Malloy started funding his $100 billion, 30-year transportation vision with the 2016-2017 budget. At the moment, he’s using a half percent of the sales tax to help fund it, and a task force he created is expected to make more recommendations about funding opportunities next month.
Steinberg said the $100 billion figure sounds a little overwhelming, and some of his colleagues seem to be wavering on their commitment to transportation. He said lawmakers are wondering if they can take a little bit of money from transportation and put it toward other issues. He said he knows it’s tempting, but it’s not something he could support.
The state Bond Commission has committed $5 billion over five years to funding transportation improvements, Steinberg said.
“That’s necessary, not for grand projects, but for design work, for state of good repair that’s been ignored for many years,” Steinberg said.
Lyle Wray, director of the Capitol Region Council of Governments, said transportation funding can’t be an “on again and off again” proposition because it won’t get done, and transportation projects need a lot of lead time.
Don Shubert of the Connecticut Construction Industries Association said most of Connecticut’s highways were built 50 years ago, and in the case of four rail bridges, 100 years ago.
But for a lot of people, the state of disrepair is “virtually invisible,” Shubert said. That’s until something happens.
“Transportation affects everybody in Connecticut, every day,” Shubert said.

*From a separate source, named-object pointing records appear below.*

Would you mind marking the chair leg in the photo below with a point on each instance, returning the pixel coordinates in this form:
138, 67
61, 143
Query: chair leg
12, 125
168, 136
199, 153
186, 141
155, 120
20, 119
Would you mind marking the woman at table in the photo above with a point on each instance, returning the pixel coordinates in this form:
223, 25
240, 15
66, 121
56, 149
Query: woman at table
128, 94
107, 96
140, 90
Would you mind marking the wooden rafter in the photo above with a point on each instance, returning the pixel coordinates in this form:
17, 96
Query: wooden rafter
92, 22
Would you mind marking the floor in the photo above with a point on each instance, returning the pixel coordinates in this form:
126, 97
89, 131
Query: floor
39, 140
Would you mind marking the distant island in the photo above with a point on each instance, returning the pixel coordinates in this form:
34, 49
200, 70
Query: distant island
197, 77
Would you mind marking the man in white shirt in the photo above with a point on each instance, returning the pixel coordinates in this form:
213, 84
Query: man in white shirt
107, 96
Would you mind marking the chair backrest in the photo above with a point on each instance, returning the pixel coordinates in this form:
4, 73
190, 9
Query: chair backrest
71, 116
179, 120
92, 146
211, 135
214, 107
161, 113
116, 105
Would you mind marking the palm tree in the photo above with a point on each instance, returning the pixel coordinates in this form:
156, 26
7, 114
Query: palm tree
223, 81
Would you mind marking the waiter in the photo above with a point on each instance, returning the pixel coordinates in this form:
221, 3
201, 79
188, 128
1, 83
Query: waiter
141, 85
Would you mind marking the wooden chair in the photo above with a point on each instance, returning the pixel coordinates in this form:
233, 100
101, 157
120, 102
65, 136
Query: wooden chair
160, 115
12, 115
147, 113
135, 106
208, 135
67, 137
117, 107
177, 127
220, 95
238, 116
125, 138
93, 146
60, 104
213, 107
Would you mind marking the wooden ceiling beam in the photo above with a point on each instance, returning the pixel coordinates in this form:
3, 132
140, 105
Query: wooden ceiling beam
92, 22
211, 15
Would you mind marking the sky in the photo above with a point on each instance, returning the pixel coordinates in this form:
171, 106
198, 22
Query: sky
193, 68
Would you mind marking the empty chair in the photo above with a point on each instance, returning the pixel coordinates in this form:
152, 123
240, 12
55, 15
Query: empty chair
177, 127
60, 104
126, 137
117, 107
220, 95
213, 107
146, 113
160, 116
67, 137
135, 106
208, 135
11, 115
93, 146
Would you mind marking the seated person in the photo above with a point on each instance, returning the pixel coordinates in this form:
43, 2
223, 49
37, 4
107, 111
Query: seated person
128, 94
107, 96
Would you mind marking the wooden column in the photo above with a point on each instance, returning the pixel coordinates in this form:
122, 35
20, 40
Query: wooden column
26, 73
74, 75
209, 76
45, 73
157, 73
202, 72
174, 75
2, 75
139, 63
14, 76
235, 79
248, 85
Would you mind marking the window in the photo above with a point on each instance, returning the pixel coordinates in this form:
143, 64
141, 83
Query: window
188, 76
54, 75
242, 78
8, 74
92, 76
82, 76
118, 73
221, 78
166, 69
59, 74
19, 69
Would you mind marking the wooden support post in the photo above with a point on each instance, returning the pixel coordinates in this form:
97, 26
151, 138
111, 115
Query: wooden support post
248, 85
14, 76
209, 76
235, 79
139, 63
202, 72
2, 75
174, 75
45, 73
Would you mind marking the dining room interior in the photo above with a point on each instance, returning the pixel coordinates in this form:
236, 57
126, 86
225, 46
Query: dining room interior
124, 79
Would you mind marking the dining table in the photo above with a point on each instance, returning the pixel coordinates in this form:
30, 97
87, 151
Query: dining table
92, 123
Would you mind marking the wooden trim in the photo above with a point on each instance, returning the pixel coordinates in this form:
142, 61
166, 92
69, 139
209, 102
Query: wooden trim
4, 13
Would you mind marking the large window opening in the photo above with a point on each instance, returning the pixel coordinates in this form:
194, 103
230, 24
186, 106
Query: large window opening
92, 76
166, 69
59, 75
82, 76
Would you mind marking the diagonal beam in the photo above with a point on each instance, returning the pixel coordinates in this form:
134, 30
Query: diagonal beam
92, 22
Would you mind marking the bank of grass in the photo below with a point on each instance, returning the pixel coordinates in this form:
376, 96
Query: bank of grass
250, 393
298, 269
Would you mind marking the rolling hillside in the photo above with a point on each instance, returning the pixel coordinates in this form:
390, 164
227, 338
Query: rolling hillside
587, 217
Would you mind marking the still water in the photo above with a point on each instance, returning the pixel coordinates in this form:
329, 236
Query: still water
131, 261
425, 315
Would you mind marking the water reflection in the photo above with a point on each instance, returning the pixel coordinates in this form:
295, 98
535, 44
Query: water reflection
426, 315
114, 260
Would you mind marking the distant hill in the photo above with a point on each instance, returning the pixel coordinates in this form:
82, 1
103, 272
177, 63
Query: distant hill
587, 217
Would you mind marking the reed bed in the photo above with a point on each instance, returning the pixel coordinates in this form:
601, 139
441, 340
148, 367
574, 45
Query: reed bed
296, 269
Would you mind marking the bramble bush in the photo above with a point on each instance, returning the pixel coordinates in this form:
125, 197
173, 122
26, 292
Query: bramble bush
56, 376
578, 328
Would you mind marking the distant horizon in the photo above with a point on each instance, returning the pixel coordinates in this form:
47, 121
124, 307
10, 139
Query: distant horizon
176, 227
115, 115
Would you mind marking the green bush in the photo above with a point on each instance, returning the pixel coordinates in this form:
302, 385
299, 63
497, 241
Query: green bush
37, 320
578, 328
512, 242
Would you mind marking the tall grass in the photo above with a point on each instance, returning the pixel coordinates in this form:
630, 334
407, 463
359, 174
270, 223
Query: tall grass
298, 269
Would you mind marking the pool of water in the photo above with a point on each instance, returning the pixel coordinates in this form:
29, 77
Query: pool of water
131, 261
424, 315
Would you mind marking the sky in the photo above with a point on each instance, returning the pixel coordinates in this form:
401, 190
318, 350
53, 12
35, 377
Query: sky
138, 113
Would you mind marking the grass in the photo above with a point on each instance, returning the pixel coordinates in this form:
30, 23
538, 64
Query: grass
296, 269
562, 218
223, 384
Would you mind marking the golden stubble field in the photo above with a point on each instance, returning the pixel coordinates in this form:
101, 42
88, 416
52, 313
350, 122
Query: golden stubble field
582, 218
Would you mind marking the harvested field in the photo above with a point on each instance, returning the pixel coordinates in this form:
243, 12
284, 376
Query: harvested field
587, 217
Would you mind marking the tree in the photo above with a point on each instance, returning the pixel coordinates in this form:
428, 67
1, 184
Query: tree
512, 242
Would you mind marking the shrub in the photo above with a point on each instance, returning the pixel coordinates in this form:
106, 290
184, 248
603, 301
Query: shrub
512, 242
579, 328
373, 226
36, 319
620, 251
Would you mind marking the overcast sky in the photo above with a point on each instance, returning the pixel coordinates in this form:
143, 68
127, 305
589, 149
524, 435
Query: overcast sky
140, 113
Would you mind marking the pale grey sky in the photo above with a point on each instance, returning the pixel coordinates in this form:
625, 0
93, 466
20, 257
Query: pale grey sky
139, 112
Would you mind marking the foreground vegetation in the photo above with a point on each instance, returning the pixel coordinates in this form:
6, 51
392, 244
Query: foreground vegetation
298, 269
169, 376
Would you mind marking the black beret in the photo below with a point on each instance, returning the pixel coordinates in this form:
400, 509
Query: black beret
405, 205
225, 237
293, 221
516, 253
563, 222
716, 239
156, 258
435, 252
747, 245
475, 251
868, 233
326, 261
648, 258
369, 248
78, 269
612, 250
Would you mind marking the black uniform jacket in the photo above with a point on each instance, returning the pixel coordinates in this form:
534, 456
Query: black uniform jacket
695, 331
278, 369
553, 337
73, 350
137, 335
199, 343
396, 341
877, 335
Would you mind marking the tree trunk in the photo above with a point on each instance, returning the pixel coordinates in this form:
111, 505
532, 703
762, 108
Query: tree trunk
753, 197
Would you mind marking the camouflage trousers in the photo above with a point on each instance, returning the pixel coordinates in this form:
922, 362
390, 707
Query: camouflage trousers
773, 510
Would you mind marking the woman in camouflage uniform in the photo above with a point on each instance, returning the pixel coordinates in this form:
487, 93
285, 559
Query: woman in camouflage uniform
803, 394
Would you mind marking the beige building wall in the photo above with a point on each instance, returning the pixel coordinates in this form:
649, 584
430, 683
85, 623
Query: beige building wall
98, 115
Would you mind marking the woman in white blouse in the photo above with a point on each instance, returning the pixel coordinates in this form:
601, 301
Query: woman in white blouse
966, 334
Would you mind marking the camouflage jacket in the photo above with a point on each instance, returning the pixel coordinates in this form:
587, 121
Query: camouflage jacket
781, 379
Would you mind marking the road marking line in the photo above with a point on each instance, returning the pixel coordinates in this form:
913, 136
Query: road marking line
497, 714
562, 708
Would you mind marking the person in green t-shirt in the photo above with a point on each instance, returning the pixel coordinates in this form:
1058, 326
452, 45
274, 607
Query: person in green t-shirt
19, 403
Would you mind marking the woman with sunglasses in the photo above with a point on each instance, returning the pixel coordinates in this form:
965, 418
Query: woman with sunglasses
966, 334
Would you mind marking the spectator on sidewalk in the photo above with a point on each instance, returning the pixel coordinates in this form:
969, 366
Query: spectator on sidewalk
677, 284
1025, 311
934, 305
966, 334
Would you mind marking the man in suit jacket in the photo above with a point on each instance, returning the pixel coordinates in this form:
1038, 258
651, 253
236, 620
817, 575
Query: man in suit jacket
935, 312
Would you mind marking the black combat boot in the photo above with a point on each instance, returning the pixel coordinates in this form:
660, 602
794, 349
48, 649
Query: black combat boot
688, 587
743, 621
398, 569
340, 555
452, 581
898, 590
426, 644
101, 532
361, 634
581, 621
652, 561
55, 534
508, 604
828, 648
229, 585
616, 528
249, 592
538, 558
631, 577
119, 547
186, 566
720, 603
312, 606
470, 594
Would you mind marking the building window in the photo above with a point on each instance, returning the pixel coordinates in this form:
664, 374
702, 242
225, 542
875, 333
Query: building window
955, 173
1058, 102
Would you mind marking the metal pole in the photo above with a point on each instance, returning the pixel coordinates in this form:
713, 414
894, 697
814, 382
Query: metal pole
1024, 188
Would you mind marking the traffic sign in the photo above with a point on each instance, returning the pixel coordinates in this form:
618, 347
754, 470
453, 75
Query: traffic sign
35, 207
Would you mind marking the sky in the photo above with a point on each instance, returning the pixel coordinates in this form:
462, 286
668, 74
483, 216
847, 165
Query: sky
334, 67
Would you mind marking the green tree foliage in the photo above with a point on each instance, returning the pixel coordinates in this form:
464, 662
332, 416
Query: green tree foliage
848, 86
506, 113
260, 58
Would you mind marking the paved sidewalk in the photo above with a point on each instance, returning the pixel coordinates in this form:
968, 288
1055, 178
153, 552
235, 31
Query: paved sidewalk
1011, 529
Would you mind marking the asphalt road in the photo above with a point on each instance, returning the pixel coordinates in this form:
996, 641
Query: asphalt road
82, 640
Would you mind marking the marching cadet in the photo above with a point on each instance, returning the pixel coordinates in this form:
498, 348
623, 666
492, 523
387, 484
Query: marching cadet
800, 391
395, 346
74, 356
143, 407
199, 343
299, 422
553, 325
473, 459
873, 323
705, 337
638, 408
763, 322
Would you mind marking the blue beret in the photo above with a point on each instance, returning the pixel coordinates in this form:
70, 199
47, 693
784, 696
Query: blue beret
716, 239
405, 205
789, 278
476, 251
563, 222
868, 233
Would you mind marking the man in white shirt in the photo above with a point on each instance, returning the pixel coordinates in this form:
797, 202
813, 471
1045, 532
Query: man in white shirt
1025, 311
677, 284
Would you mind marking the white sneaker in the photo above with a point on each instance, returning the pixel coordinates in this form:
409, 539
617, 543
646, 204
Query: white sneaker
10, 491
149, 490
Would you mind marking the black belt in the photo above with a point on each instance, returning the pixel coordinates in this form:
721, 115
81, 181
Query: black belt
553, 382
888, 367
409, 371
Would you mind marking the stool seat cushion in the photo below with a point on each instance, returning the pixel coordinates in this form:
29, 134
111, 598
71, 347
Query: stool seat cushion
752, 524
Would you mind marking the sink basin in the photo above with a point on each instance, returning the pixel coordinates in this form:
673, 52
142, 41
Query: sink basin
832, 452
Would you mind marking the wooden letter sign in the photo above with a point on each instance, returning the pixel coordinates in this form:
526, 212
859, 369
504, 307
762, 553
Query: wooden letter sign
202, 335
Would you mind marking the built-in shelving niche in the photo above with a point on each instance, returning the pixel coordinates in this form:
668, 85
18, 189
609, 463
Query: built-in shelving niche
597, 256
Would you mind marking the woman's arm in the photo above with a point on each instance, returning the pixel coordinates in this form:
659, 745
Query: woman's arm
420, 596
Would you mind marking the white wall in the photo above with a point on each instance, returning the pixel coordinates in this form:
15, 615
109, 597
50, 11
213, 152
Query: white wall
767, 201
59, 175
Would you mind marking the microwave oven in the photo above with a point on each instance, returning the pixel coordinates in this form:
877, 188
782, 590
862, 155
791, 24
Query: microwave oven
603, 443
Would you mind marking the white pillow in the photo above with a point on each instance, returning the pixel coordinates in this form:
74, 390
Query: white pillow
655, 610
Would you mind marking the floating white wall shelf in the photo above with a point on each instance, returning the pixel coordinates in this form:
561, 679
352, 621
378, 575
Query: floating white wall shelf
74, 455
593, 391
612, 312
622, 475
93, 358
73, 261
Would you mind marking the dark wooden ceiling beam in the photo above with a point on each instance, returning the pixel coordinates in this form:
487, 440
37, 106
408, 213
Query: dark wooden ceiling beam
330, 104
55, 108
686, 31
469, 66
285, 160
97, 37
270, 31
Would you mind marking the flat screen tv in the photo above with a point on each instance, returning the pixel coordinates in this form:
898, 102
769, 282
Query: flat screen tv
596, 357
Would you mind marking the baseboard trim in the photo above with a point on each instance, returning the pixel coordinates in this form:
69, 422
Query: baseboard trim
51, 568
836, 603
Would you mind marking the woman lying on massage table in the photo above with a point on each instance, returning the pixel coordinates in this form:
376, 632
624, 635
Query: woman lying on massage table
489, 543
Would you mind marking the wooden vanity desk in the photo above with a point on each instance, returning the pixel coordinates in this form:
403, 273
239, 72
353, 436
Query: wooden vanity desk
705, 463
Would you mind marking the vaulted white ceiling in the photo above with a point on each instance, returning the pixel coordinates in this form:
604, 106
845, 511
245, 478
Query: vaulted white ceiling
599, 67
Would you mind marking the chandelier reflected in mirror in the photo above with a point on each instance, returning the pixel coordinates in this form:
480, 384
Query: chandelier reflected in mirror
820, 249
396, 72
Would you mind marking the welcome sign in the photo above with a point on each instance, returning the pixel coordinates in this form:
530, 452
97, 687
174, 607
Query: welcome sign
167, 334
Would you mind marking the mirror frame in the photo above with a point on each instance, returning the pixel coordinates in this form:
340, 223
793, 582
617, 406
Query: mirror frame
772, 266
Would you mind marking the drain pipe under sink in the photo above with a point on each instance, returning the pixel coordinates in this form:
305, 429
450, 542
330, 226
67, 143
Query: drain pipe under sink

Highway accessibility was the number one factor in relocation decisions cited by corporate executives, according to Area Developments annual survey.
Cassano said the state for many years had the highest per capita income in the country, but he doesn’t believe the state will be able maintain that reputation because the jobs being created today don’t pay as well. He said without improving transportation, the state isn’t going to “create the industry that’s going to create the jobs that pay the kinds of (salaries) to return money to the income tax that comes to the state.”
But should the state also look at implementing tolls or raising taxes in order to have money to set aside for these transportation projects?
Cassano said that is likely part of the discussion between legislative leaders and Malloy, who are in closed-door budget negotiations in preparation for a special session.
“How much can we afford to put aside now? Look, there’s good years and there’s bad years. The lockbox protects the bad years,” he said.
Pressed on whether taxes increases should be part of the discussion, Cassano said “tax increases can’t be a part of it. We’ve had just too much in tax increases in the last couple of years.”